In Vitro Regeneration of Stevia (Stevia rebaudiana Bertoni) and Evaluation of the Impacts of Growth Media Nutrients on the Biosynthesis of Steviol Glycosides (SGs)

A plant tissue culture protocol from stevia was optimized for the production of planting materials and the natural sweetener, rebaudioside A. The highest survivability (88.90% +/- 5.55) of explants was achieved at 15 and 30 days after culture initiation (DACI) on Murashige and Skoog (MS) media by sterilization with 30% Clorox (5 min) and 10% Clorox (10 min), respectively. Supplementation of MS with 0.50 mg/L 2,4-Dichlorophenoxyacetic acid (2,4-D) and 0.10 mg/L zeatin produced 50% callus at 15 DACI while 1.50 mg/L 2,4-D and 0.10 mg/L zeatin at 30 DACI increased callus production to 76.67%. The highest shoot proliferation per callus was achieved with 10.00 mg/L 6-benzyl amino purine (BAP) in MS at 15 DACI (5.80) and 30 DACI (12.33).

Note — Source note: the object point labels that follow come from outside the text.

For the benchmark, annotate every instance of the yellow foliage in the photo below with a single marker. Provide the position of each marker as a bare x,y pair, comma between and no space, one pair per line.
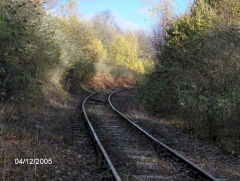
125,51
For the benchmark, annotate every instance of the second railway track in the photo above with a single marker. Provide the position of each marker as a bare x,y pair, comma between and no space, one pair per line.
131,152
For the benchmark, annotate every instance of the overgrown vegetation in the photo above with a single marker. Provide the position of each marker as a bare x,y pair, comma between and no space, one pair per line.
197,77
43,55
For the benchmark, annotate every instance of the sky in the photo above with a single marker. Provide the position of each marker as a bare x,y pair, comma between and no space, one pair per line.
130,15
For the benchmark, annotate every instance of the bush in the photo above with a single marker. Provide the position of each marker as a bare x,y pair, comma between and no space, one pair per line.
198,79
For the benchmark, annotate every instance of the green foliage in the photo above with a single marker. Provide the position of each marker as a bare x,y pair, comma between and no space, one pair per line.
26,50
125,51
198,79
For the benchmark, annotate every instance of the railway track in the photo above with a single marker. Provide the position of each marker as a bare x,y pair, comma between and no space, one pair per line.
130,152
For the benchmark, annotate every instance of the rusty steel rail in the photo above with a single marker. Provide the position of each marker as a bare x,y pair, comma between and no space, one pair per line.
97,140
190,164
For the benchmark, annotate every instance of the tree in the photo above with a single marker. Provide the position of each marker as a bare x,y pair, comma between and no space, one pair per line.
105,26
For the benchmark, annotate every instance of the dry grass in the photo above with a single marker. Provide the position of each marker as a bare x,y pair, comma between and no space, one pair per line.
40,131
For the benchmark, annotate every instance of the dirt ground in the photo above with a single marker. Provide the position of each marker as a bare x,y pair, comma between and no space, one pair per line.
208,156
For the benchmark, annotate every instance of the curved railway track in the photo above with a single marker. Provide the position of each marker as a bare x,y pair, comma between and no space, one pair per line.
130,152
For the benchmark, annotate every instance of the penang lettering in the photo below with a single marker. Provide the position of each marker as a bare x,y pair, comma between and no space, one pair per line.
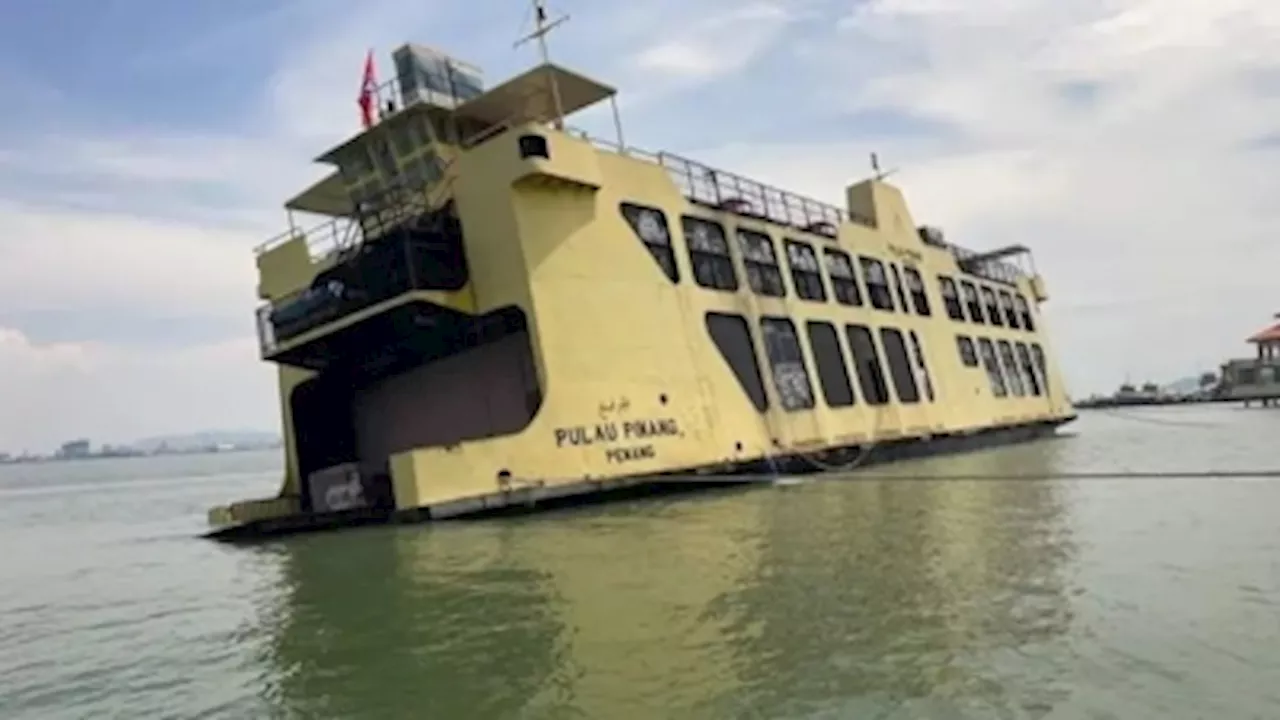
629,432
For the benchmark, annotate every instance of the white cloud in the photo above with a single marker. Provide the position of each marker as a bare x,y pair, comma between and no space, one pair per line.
1116,137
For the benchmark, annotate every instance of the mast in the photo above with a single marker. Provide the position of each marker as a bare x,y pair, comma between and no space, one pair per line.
540,28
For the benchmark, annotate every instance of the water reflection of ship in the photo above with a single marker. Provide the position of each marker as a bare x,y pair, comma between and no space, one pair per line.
740,605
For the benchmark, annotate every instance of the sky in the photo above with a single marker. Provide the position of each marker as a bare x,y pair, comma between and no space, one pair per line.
149,145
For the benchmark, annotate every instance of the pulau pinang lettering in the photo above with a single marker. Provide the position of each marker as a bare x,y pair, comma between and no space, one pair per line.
630,432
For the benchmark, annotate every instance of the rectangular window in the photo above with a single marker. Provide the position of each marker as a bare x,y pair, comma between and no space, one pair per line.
968,354
1024,361
832,370
877,283
922,370
1006,305
899,365
871,373
760,263
915,287
988,302
1025,311
844,282
969,294
992,365
805,270
1041,364
786,361
649,226
1010,365
708,254
950,297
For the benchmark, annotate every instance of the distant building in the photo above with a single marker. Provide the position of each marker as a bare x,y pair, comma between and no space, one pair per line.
74,449
1255,378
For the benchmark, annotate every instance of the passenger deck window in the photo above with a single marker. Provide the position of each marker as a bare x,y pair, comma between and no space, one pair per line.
950,297
992,365
915,286
922,369
988,302
1010,365
650,226
844,282
968,354
832,372
786,361
1024,361
969,294
867,363
805,270
899,365
760,263
708,254
877,283
1025,311
1006,305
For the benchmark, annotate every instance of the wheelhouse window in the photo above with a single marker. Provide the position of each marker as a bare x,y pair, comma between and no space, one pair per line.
650,226
877,283
832,370
708,254
988,302
1024,310
969,294
844,282
968,354
1006,306
899,365
786,361
992,365
760,261
922,370
805,270
950,297
867,364
915,287
1010,365
1024,361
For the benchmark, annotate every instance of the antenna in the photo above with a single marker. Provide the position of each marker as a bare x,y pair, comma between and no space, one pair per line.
540,28
877,172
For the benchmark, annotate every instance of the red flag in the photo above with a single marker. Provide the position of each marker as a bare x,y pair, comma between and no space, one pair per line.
368,92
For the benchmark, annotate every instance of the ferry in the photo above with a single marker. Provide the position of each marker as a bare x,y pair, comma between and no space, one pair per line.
499,310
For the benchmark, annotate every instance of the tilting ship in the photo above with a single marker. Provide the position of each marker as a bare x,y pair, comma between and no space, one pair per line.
501,310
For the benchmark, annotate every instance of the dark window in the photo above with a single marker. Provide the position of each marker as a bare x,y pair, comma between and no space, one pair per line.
1024,361
899,365
969,295
1038,356
988,302
844,282
760,261
805,270
920,368
732,337
915,287
708,254
1006,306
650,227
1010,365
1025,311
832,372
877,283
950,297
871,373
968,354
786,360
988,360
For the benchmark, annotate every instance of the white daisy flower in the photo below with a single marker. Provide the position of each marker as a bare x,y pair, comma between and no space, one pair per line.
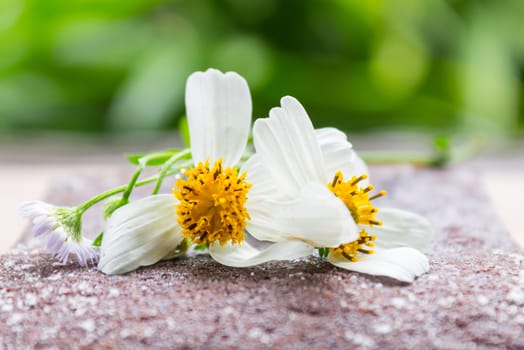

The longest shoots of 4.31 cm and 6.04 cm at 15 and 30 DACI, respectively, were produced using BAP (10.00 mg/L) and 1.00 mg/L naphthalene acetic acid (NAA). MS media (0.50 strength) induced 2.86 and 6.20 roots per shoot and produced 3.25 cm and 7.82 cm long roots at 15 and 30 DACI, respectively. Stevia grown on 0.25 MS accumulated the highest concentration of rebaudioside A (6.53%), which correlated with the expression level of its biosynthetic gene uridine-diphosphate-dependent (UDP)-glycosyltransferase (UGT76G1).